И вот в пустыне появились города, укрепления, колонии, слободы и хутора. Земля местами была плодородна, а люди тяготились избытком свободы и страдали от отсутствия всякой организации. Но первые проблески настоящей жизни появились тогда лишь, когда эти земли перешли в руки князей Вишневецких. Князь Михал, женившись на могилянке, обратил особенное внимание на свои заднепровские владения; он привлекал туда людей, заселял пустые места, освобождал от всяких налогов и повинностей на тридцать лет, строил монастыри и вводил всюду свое княжеское право. Даже поселенец, который поселился здесь неведомо когда и думал, что сидит на собственной земле, охотно нисходил до роли княжеского чиншевика, зная, что за этот чинш его брала под покровительство мощная рука, что ему теперь нечего бояться татар или, что еще страшнее, низовцев. Настоящая же жизнь зацвела лишь под железной рукой молодого князя Еремии. Его владения начинались прямо за Чигирином, а кончались под Конотопом и Ромнами. Это еще не составляло всего богатства князя: его земли тянулись, начиная от Сандомирского воеводства, в воеводствах Виленском, Русском, Киевском, но надднепровские земли пользовались особою любовью победителя под Путивлем.

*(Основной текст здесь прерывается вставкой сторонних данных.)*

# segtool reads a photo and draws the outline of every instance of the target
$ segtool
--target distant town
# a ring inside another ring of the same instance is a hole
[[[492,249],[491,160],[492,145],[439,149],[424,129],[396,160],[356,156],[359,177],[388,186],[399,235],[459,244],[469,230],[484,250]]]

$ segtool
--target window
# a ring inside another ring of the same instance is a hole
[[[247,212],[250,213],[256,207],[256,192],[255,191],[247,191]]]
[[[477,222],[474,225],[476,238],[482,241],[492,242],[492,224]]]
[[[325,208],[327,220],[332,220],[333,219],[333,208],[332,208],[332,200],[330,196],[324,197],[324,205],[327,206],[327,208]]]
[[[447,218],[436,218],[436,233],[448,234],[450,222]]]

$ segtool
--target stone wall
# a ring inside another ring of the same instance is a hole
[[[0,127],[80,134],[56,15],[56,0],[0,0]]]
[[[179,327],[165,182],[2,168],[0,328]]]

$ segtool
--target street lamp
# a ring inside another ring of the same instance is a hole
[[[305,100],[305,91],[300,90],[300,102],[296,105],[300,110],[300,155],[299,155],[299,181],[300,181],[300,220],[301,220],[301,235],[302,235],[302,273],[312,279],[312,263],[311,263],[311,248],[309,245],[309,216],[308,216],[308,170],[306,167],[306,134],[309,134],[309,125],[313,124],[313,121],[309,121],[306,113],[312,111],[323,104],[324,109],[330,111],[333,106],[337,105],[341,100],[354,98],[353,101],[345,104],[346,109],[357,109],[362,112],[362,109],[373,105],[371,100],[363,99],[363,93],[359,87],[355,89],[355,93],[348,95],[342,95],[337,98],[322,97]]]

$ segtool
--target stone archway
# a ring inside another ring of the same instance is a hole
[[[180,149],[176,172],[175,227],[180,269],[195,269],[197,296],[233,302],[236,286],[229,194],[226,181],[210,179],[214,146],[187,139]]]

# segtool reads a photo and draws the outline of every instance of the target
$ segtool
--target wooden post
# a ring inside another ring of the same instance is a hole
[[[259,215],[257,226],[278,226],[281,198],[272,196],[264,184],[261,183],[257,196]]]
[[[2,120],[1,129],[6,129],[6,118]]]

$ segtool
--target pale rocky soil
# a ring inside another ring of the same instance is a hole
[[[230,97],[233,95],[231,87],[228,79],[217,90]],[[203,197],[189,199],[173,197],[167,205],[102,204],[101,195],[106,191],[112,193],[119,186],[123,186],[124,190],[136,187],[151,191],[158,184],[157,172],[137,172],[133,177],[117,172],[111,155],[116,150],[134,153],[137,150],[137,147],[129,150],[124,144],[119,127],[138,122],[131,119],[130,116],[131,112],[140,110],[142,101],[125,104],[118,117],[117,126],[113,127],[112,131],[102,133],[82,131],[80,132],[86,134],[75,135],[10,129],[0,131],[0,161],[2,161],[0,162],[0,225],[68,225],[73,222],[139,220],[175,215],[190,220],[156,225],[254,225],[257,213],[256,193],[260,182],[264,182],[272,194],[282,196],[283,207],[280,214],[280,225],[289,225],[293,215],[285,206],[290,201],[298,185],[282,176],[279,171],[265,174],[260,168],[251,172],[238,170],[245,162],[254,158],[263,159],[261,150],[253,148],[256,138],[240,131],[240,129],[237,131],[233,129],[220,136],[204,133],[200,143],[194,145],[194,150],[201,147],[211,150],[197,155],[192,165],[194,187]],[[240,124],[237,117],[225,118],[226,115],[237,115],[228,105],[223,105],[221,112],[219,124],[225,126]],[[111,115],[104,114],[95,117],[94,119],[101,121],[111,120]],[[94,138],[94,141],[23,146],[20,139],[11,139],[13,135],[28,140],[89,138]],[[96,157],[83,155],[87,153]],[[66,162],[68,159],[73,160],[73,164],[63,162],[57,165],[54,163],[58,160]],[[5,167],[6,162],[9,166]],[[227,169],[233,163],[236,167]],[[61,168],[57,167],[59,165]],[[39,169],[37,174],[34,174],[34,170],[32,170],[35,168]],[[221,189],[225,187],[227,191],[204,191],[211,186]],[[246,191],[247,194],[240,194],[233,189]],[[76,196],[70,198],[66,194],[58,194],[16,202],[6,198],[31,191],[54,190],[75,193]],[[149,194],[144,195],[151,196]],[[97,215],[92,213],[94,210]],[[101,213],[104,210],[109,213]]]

Татарин долго рыскал под Орлом, под Ворском, и настораживал уши, как волк, прежде чем осмеливался пуститься на север; низовцы ничем не заявляли о своем существовании; даже местные беспокойные разбойничьи шайки покорно подчинились воле князя. Дикий, неугомонный люд, живший прежде грабежами и разбоями, поставленный теперь в определенное положение, занял паланки на границах и, сидя на рубежах государства, как собака на цепи, грозил своими страшными зубами татарским ордам.
Все воскресло и ожило. По следам старых путей пошли новые дороги, через реки легли новые плотины, насыпанные руками пленного татарина или низовца, взятого на разбое с оружием в руках. Там, где прежде только ветер дико завывал в прибрежных камышах, теперь весело стучали мельницы. Более четырехсот водяных колес, не считая рассеянных повсюду ветряков, мололи хлеб в одном только Запорожье. Сорок тысяч чиншевиков вносили свои подати в княжескую казну, леса наполнились пасеками, на границах вырастали новые деревни, хутора, слободы. В степях, около диких табунов, теперь паслись целые стада домашней скотины и лошадей. Утомительно-однообразный ландшафт лесов и степей теперь украсился золочеными маковками церквей и костелов, пустыня мало-помалу начинала становиться людным краем.
Пан наместник ехал не спеша, в самом хорошем расположении духа; торопиться ему некуда, дела все обделаны. Хотя январь был только в начале, зима решительно ничем не давала себя чувствовать. В воздухе веяло весной; оттаявшая земля была покрыта лужами, на полях зеленела трава, а солнце палило так, что в полдень приходилось снимать верхнюю, теплую одежду.